Economic Crime Office (ECO)

Agency overview
- Formed: February 4, 2000
- Dissolved: December 10, 2001
- Jurisdiction: Government of Mauritius
- Headquarters: Port Louis, Mauritius
- Agency executive: Indira Manrakhan, Director-General;

= Economic Crime Office =

The Economic Crime Office (ECO) was the anti-corruption agency of Mauritius. It was intended to investigate allegations of corruption in the private and public sectors. The ECO was headed by its Director-General.

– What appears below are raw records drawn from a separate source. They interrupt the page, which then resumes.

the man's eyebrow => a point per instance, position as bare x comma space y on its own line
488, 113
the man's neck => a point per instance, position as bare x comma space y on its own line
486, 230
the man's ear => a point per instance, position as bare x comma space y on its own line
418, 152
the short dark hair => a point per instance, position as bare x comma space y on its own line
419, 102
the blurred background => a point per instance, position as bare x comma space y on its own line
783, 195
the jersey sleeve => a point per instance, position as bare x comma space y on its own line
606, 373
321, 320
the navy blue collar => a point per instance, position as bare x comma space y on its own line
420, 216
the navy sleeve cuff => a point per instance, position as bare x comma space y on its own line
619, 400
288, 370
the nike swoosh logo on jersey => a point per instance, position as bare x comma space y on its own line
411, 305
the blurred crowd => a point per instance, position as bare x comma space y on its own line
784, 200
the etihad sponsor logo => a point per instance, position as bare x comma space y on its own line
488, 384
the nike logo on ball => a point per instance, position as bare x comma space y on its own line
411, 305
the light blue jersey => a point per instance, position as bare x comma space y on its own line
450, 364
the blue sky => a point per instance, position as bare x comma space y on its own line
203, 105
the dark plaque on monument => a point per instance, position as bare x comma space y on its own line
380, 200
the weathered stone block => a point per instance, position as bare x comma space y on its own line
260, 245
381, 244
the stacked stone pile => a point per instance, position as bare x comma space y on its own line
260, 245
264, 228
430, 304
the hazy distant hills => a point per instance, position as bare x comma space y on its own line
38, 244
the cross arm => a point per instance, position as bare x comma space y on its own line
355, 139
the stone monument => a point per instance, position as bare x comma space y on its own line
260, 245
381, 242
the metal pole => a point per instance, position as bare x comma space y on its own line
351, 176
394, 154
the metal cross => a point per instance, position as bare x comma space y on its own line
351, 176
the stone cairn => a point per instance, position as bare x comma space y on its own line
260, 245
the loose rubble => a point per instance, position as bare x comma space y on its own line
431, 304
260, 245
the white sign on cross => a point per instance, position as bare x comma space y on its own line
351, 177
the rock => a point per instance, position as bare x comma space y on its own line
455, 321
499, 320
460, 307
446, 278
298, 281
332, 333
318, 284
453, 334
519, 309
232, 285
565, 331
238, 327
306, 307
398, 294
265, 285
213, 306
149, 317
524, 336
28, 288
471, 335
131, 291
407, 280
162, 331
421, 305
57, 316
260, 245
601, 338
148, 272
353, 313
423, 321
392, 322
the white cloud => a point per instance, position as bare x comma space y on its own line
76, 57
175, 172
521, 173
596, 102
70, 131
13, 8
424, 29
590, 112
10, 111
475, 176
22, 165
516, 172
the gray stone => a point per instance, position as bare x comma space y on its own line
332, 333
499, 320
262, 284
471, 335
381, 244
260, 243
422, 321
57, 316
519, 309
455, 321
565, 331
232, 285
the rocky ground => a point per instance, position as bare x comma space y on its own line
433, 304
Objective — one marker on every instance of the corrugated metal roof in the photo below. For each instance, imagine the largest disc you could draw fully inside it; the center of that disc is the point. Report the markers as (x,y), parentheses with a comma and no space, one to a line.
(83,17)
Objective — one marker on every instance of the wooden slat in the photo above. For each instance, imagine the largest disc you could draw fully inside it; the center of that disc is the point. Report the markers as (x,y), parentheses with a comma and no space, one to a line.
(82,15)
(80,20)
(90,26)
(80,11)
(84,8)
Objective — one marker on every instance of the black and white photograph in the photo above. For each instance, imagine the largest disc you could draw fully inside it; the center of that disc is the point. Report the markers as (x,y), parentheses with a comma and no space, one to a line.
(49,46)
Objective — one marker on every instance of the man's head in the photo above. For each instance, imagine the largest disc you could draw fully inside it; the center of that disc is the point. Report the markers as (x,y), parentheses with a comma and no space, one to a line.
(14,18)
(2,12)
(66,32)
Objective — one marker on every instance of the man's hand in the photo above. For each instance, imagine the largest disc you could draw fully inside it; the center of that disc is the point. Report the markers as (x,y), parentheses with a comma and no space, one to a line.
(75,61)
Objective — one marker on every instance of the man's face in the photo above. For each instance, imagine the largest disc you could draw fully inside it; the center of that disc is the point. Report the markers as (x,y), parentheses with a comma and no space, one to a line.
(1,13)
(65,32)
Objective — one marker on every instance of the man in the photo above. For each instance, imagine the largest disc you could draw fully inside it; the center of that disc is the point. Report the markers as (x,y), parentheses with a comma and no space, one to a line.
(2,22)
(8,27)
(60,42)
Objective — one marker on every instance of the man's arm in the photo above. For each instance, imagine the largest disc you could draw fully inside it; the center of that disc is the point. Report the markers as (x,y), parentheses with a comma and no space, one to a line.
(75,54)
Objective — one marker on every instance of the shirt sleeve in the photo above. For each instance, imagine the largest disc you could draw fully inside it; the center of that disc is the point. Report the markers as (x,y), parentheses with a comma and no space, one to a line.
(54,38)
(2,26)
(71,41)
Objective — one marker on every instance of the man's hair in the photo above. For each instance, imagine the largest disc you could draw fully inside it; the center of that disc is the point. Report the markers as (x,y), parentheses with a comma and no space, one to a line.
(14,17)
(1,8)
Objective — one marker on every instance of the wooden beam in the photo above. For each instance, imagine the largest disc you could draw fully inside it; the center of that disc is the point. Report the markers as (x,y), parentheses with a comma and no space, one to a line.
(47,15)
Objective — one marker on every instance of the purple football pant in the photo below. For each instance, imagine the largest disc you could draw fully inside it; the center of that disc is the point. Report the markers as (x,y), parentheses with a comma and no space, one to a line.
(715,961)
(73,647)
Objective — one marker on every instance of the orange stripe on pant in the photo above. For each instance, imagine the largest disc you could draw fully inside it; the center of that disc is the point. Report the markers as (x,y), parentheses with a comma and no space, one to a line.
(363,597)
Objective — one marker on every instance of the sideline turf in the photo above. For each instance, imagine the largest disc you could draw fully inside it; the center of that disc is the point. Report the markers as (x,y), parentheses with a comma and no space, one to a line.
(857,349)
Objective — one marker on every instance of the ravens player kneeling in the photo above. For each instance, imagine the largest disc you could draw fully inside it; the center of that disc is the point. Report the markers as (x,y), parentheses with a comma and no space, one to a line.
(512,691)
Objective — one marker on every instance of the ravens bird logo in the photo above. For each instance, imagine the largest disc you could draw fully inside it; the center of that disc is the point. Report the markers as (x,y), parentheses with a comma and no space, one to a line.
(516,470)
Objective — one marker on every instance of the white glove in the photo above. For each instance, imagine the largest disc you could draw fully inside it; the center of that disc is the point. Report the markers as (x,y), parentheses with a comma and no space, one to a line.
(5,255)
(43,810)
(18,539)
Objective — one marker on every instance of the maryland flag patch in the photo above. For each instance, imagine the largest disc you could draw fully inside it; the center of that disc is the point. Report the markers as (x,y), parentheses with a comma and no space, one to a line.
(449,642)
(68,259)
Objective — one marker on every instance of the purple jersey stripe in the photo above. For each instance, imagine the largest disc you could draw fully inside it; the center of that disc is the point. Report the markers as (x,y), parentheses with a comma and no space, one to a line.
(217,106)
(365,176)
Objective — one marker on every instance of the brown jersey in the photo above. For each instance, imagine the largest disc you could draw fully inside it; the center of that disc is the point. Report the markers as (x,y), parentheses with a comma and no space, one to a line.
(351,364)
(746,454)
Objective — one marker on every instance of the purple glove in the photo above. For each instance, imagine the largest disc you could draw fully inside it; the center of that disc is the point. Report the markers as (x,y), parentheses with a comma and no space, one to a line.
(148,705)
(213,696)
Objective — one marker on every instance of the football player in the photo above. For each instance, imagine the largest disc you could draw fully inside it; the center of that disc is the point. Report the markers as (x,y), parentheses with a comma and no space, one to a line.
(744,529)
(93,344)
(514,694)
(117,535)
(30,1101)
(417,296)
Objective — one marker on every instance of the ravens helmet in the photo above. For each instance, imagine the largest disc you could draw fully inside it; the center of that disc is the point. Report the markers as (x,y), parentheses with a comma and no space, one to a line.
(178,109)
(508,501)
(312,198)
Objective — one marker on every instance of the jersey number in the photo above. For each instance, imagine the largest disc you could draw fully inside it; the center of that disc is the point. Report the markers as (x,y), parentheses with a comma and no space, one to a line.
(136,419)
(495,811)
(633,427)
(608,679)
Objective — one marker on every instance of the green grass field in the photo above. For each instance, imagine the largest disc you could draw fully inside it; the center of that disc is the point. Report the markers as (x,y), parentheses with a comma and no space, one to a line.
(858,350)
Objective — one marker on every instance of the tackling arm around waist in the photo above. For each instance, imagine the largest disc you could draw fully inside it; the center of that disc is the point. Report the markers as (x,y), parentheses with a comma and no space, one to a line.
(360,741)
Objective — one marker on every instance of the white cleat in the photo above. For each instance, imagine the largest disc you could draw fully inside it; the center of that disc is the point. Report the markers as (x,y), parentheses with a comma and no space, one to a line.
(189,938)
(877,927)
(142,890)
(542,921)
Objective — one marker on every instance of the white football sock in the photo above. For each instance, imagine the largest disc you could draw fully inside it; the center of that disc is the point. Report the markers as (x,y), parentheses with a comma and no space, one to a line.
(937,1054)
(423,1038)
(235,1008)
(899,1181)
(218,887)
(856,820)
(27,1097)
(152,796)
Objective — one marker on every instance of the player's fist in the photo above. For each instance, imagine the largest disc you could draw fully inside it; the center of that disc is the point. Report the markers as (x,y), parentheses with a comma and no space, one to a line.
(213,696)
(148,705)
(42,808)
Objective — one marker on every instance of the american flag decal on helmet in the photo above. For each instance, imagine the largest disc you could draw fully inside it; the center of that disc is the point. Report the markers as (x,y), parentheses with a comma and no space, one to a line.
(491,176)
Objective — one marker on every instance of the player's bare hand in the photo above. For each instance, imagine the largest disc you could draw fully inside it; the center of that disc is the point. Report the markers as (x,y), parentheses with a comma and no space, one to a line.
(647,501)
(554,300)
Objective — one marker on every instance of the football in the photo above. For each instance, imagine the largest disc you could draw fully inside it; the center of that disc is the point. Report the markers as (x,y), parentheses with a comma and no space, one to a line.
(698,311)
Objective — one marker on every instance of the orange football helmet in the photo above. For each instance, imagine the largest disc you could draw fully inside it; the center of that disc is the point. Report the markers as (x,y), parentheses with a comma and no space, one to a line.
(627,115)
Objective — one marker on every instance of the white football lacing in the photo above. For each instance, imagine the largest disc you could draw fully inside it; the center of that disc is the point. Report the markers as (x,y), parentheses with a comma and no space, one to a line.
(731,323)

== History and Establishment ==
ECO was established under the Economic Crime and Anti-Money Laundering Act (2000) to comply with the 1988 United Nations (UN) convention. Under the Act money laundering became a punishable crime and it set out the process for reporting suspicious transactions. ECO came into existence when the Labour Party-MMM was in government, a few months prior to the September 2000 elections after which the MSM-MMM coalition was elected to office. The ECO was headed by Indira Manrakhan.

==Track record==
A total of 35 cases of fraud and corruption were investigated by ECO between the months of July and December 2000. It had referred 29 of these cases to the Director of Public Prosecution (DPP) for further action. ECO was also investigating two ministers of the previous government.

==Dismantling of ECO==
After being in existence for less than 2 years the ECO was dismantled by the new MSM-MMM coalition government. In December 2001 ECO's director general was also dismissed. In April 2002 the replacement Prevention of Corruption Act 2002 (PoCA) was enacted to enable the creation of a new body called Independent Commission Against Corruption (Mauritius) which is more commonly known as ICAC.